In vitro and in vivo antifungal activities of
D0870 were evaluated in comparison with those of
fluconazole.
D0870, which is the R-enantiomer of ICI195,739, was found to be the mycologically active enantiomer by comparing the activities of
D0870 with those of M16355 (S-enantiomer of ICI195,739).

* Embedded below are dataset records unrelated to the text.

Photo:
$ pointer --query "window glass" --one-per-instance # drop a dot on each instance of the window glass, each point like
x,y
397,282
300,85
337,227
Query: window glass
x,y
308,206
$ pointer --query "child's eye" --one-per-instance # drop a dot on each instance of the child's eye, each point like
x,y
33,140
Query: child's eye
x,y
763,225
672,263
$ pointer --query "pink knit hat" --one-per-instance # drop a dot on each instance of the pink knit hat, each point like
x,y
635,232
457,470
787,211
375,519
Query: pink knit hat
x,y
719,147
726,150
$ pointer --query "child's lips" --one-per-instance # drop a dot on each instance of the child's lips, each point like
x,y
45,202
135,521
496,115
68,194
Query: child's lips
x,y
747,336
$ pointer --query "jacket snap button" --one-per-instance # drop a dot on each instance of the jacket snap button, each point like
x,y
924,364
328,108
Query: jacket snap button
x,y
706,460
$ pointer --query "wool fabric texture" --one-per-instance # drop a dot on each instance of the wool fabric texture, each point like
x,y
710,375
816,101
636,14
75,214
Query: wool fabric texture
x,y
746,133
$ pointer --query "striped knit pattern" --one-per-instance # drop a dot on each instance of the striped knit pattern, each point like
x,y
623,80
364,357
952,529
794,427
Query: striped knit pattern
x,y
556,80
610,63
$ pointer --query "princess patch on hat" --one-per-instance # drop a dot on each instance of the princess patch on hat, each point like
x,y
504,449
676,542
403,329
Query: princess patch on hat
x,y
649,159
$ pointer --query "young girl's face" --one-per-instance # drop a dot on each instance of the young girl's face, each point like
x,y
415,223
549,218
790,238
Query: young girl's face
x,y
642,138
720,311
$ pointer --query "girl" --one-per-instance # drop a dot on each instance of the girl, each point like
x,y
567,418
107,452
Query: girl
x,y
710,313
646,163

D0870 showed a broad spectrum of antifungal activity and MICs and minimum
antibiotic concentrations 4- to 2,000-fold lower in synthetic
amino acid medium (fungal)
agar than those of
fluconazole for various fungi. Although MICs of
D0870 were affected by variation of the test conditions, such as type of medium, inoculum size of fungi, supplementation with
fetal bovine serum, and pH of medium, they were consistently much lower than those of
fluconazole under any condition. In vivo activities of
D0870 in the systemic
infection models with Candida albicans, Cryptococcus neoformans, and Aspergillus fumigatus in normal mice and in the mice immunosuppressed with
cyclophosphamide or
cortisone acetate were 2- to 7-fold and 3- to 89-fold greater than those of
fluconazole, respectively. In these
infection models in immunosuppressed mice, the therapeutic efficacy of
D0870 was almost equivalent to that in normal mice, whereas the efficacy of
fluconazole was 2- to 50-fold lower than that in normal mice.